I’m fine-tuning a gpt-3.5-turbo model and need some help understanding the metrics being spat out.

I’m getting an output curve that looks like this:

I THINK this means I’m… massively… overfitting my fine-tuned models, but am not sure, so that’s my first question… is that what I’m doing?

Second question, assuming #1 is “yes”, is what should I be changing here? I’m running 5 epochs because the outputs I want are very deterministic, just a true/false boolean. Is that too many epochs?

I have a pretty large training set, ~900 examples, with a validation set of ~100 - should I be reducing the number of samples in my training and validation sets?

The data says I’m running “1500 steps”, and from the looks of the chart, I probably want to be stopping at around 400 as that’s where the training and validation loss numbers converge close to zero, but I have no idea what actually controls the number of steps the model runs because it doesn’t seem to be a multiplier of either my example count OR the Epoch count…

1 Like

It’s tough to say what the right course of action is without knowing a little bit about your data.

Part of the issue might be that the training data you are using is too homogeneous, but it’s tough to tell without some understanding of what that data looks like.

Edit: I think I glossed over the part where you described the desired output as simply true/false.

This is almost certainly contributing to your perceived over-fitting issue.

Basically, you have 900 inputs you are performing a binary clarification on. If there is a very clean break in these example inputs, then this might not exactly be over-fitting.

Here’s a toy example:

Say I wanted to make a classifier which could determine if the first letter of an input is a vowel. There’s no “messiness” there. We would expect that with enough training examples the training loss would be 0 and the validation loss would be 0. That’s not over-fitting—it’s just “fitting”—because it is possible to make a perfect classifier.

So, in your case it’s still tough to say without knowing what you’re classifying.

My guess is that it’s not really an issue of too many examples or too many epochs, but rather you don’t have enough really hard examples with nearly identical inputs and different classes.

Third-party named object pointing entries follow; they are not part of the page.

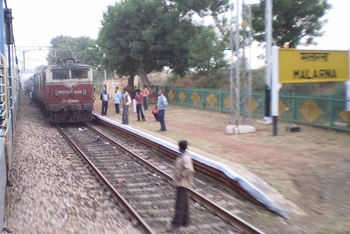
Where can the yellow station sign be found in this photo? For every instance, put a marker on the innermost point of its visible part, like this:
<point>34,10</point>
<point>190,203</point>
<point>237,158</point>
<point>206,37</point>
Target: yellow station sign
<point>306,66</point>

Another regular forum user found the exact same thing @curt.kennedy for visability.

Yeah @edmund, I saw the same weird TL curve when fine-tuning a binary classifier on this thread over here:

My training file had 4000 examples, and the system decided to choose 3 epochs for this amount of data. So with only 3 epochs, I don’t feel I was overfitting, and all examples were totally different tokens going in (no repeats).

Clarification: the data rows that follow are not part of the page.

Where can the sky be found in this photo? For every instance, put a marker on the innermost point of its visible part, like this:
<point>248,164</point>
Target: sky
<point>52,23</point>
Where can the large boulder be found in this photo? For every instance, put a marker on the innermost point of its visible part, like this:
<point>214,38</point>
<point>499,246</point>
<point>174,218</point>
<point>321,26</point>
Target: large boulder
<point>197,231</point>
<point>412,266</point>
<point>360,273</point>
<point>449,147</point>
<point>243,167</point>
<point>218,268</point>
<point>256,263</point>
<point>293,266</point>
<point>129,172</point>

When I get some time, I was going to monitor this model with the old Babbage, and see if there are any discrepancies, or degradation in model performance (since the old model was 4 epochs, and used the same training data).

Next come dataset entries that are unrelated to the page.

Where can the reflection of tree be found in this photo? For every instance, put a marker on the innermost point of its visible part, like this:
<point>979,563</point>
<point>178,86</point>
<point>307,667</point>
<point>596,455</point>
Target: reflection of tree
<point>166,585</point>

But initial spot-checks show the new “overfit” model is performing correctly. Just need more data to be confident.

But the TL curve going to 0 is disturbing!

I tried copying all the text and graphs you posted to Chat GPT 3.5-Turbo for help. The answer received from generate first, regenerate second and regenerate third, as I have read it is so very useful(can’t put it here as it is very long). These analyzes may help you decide. Have a nice day.

What does ChatGPT think about training loss being 0.0000? @Gadcuit

I can’t imagine it would think it’s a good thing.

1 Like

… I just thought that training loss=0.000 I didn’t dare to think about it anymore, I didn’t want to think that the validation loss would be equal to 0.000 either.